I get a couple of puzzling results in my (repeated event) cox model when I introduce interaction effects. I will here pose several questions about interaction effects (in survival analysis context) in order to – hopefully– once for all to get the answers to these questions. I've checked similar posts, related to this matter (1, 2, 3, 4, 5, 6, 7, 8 ), and some of them are unanswered, while the others are answered ambiguously. Some of them are helpful. In general, I belive there is a need (and interest in) for some clarification about interaction effects – a quite complicated area for all quantitative methods–focused student/professionals.
Ultimately, my questions relate to the logic behind interactions and their subsequent interpretation in the analysis. Below I present 5 different scenarios/models derived from my data analysis – but I extend them a bit to also include other examples that might be of help for me and (hopefully) for other people on this website.
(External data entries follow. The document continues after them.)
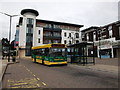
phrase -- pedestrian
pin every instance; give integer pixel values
(14, 56)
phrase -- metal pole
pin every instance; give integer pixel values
(9, 39)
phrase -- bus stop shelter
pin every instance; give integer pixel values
(82, 53)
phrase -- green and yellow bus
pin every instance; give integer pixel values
(50, 54)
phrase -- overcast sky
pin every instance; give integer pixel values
(82, 12)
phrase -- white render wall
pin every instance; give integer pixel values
(37, 36)
(72, 35)
(22, 32)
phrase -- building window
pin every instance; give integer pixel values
(110, 28)
(77, 35)
(39, 32)
(30, 21)
(65, 34)
(65, 41)
(38, 40)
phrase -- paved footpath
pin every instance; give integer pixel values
(3, 66)
(98, 66)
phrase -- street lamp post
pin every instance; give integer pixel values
(99, 34)
(9, 31)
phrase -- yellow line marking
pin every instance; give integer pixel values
(43, 83)
(33, 74)
(20, 83)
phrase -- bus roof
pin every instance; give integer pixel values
(54, 45)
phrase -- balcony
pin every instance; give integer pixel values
(52, 29)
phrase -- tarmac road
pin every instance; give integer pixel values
(27, 74)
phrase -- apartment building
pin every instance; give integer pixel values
(106, 39)
(35, 32)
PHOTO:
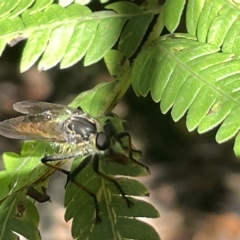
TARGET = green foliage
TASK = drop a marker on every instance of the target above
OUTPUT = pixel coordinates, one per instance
(194, 73)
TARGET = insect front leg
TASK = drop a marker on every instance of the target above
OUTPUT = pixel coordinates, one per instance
(96, 169)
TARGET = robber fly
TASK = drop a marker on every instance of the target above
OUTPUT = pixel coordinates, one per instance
(75, 132)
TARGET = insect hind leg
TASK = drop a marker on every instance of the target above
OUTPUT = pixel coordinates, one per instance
(71, 176)
(96, 169)
(130, 150)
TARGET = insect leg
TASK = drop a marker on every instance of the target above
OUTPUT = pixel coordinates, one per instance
(96, 169)
(71, 176)
(130, 150)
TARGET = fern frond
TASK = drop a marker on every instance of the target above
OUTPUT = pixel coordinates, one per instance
(18, 214)
(193, 78)
(215, 22)
(116, 216)
(66, 35)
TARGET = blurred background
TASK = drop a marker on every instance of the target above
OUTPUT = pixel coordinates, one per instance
(194, 182)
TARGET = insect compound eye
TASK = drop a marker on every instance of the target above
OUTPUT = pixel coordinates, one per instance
(79, 108)
(82, 127)
(102, 141)
(109, 128)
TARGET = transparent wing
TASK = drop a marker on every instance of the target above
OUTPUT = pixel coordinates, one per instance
(27, 128)
(34, 107)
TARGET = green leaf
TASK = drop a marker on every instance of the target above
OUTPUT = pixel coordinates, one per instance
(21, 7)
(133, 34)
(18, 214)
(172, 12)
(7, 6)
(106, 36)
(209, 78)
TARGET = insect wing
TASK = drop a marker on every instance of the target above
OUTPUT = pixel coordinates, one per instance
(22, 128)
(34, 107)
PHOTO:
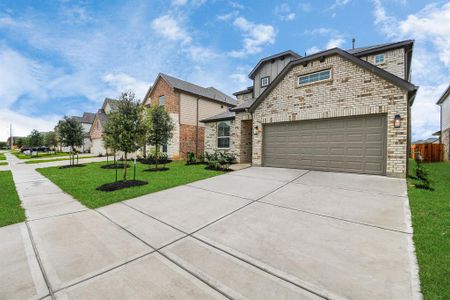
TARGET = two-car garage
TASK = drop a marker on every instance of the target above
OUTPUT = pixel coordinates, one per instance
(351, 144)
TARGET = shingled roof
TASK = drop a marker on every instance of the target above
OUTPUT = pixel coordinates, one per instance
(209, 93)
For every scenario, I provide my own interpretations (in order to capture the essence and logic, they're not comprehensive interpretations) – so those of you who are able to answer, please reject or support them. If possible, provide a correct answer and elaborate why something was incorrect.
- Scenario 1
Suppose that I have a model with 2 covariates where one of the covariates is my main explanatory variable (note that it makes sense to have this variable without an interaction term as well). Guided by my theoretical considerations, I (also) introduce an interaction term between them.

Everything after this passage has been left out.